Gil de Carvalho nasceu em Lisboa, Portugal, em 1954. Poeta e tradutor, possui vasta obra, entre poesia, ficção e prosa. Muito discreto, mesmo assim seu nome repercute bastante na poesia portuguesa dos últimos 30 anos. Sua poética é caracterizada por um olhar vigilante de um viajante do mundo, trazendo à tona, através da geografia e de manifestações humanas, a imagem contínua da nossa história.


UMA CIDADE DE ESCRAVOS

Surge o andorinhão da promessa do mar.
Adivinha, nos vestidos curtos, o pardal
Engravatado que por baixo das tuas pernas
Vem dançar.
Aqui, desta muralha suspensa do reboco
Cedo a mão alcança os números, da porta,
Envidraçada. Seta que do bar saía, e se
Cravara na palmeira, estremunhada.
Vibrava assim da tua urbe o emblema?

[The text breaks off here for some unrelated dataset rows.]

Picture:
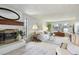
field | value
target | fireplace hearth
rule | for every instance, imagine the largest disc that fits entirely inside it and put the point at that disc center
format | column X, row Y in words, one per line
column 8, row 36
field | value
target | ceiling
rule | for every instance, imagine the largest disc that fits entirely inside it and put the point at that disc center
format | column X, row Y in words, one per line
column 49, row 11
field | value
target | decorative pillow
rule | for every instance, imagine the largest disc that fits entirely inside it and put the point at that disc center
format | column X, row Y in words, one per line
column 72, row 48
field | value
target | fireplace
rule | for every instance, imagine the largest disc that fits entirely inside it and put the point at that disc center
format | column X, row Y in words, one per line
column 8, row 36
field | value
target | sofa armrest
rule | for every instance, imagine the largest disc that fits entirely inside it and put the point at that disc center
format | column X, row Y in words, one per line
column 61, row 51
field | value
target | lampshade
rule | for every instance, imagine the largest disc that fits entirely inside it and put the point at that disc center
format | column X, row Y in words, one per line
column 45, row 28
column 34, row 27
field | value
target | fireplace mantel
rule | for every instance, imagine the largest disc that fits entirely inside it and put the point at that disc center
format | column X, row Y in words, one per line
column 11, row 22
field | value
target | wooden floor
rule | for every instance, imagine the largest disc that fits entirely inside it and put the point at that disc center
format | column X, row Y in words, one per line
column 19, row 51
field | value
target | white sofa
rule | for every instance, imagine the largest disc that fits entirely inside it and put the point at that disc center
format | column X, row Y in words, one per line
column 71, row 50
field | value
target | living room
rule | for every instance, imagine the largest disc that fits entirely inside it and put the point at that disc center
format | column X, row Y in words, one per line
column 37, row 29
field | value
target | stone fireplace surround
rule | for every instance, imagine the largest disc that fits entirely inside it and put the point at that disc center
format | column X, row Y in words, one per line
column 8, row 36
column 5, row 48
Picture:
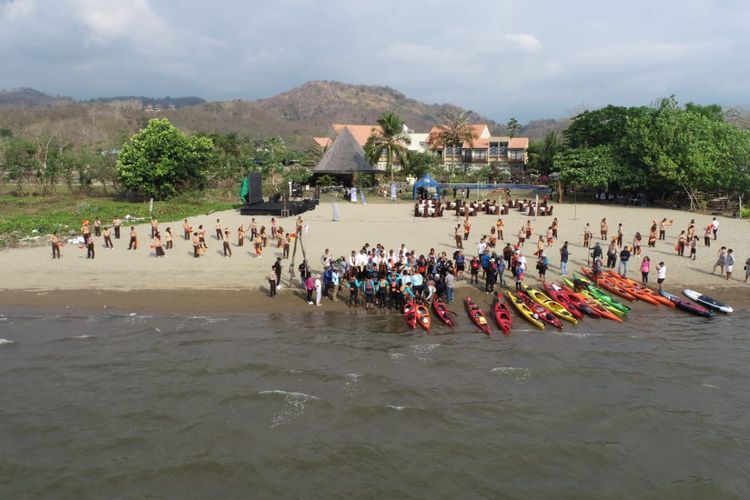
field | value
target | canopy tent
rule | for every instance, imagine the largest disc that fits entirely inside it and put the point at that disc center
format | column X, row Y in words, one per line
column 425, row 182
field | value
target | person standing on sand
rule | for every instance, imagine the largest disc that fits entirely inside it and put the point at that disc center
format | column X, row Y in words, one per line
column 55, row 242
column 116, row 223
column 168, row 238
column 90, row 248
column 661, row 273
column 624, row 259
column 720, row 261
column 645, row 269
column 318, row 290
column 663, row 228
column 108, row 238
column 272, row 283
column 133, row 245
column 196, row 245
column 227, row 248
column 729, row 265
column 277, row 268
column 587, row 235
column 564, row 255
column 218, row 230
column 241, row 236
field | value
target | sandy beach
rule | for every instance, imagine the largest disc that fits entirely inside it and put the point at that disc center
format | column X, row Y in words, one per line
column 119, row 278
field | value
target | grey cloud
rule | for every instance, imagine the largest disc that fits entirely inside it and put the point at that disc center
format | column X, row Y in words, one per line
column 501, row 58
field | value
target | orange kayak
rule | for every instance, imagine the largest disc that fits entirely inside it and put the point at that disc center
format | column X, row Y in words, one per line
column 641, row 291
column 609, row 284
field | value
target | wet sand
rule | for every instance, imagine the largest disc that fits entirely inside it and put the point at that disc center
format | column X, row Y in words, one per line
column 136, row 279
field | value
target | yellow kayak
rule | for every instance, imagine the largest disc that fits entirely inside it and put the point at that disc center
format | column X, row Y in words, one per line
column 524, row 310
column 555, row 307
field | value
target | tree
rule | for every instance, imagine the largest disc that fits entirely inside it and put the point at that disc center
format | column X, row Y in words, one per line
column 453, row 132
column 419, row 163
column 160, row 160
column 390, row 140
column 513, row 127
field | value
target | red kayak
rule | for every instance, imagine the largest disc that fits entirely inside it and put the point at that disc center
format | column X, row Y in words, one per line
column 410, row 314
column 502, row 314
column 542, row 312
column 442, row 312
column 558, row 294
column 477, row 316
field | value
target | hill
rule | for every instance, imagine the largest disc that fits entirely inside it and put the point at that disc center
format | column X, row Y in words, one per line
column 297, row 114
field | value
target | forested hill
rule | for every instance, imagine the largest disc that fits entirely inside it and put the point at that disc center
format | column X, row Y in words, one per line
column 297, row 114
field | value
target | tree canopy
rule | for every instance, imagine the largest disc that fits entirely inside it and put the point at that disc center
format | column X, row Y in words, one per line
column 160, row 160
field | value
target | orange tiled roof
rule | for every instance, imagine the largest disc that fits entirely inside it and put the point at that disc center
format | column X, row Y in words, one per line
column 360, row 132
column 323, row 142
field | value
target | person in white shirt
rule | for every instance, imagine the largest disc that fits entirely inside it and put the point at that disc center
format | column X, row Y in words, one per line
column 661, row 273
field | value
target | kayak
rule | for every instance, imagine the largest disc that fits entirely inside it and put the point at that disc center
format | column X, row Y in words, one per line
column 687, row 305
column 542, row 312
column 524, row 311
column 502, row 314
column 477, row 316
column 573, row 305
column 442, row 312
column 410, row 314
column 609, row 284
column 592, row 303
column 707, row 301
column 603, row 297
column 555, row 307
column 641, row 291
column 423, row 317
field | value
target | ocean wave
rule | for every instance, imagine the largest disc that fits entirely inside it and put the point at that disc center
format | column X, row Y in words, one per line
column 518, row 373
column 295, row 405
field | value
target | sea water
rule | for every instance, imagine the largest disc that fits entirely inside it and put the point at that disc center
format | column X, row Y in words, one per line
column 337, row 405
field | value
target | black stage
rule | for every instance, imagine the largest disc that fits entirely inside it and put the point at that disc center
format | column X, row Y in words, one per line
column 275, row 208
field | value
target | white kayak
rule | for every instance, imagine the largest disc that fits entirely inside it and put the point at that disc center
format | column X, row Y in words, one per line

Estugas
O passo, e, muito direita, entras no Forte
Abandonado.

EM TROCA

Da Europa, África
Passas em câmbio
De um pouco de sangue.
O istmo renovam
Do antigo porto.
Transfusões a frio
Erguem funcho e esparto
De paredões recentes:
As pequenas tendas
Postas junto ao mar.

A chama refrigera
Uma passagem: vidraças
Cobertas de vinil e lona.
O que une o espaço dos teus
Dedos são janelas, sem
Estores, e anéis de princesa.

Patas no rosto
Com sabor a fumo
– De numerosos escritos.
Casas p’ra aluguer
Num e noutro lado
Do Estreito.
Vai em ti um trato,
As pregas no cimo e o claro meato.

DE INVERNADA

O primeiro dia
Bate o sol nos fios.
A estepe.

Visível todo o ano
Num entalhe o vento.

Um pião errante, e as constelações
Junto a um copo de água.

RECORDE

À mesa dos cafés, a carne.
Quase nua, palpita dentro
De pequenos cronômetros.
Recorda, dia a noite, que
Afinal os obstáculos perduram
Sempre no interior da chama.
Que o Eterno vacila sobre a cama
Destes animais litúrgicos, votados
Que somos – ao amor, à morte, ao abandono.

PERINEU

Um velho racista
Escuta subindo
O Pulso à caldeira.
A rota de regresso.
Tal a madeira
De um navio, recente.

A VIDA ACONTECE

Enquanto dure a viagem a vida acontece,
Dizias tu. Sente-se mais, neste fueiro
O mar, e a condição. Em 1973 o trânsito
Era lícito, e o tráfico parava, a jusante.
O simples roubo era tortura que chegava
A uma varanda, e acenava: o pequeno assaltante
Apanha de cavalo-marinho, e adormece ao sol
Entre Madrid e Lisboa.
A sair o perfume do coração da frota, no ano
Seguinte uma das sardinheiras perguntou quem
Levava guia. A língua por dentro da boca
Depois mal lhe serviu, areada no que tinha
Perdido: a procissão, branco nos dentes chegara
O atentado.
Pois é verdade – No hacer uso durante las paradas.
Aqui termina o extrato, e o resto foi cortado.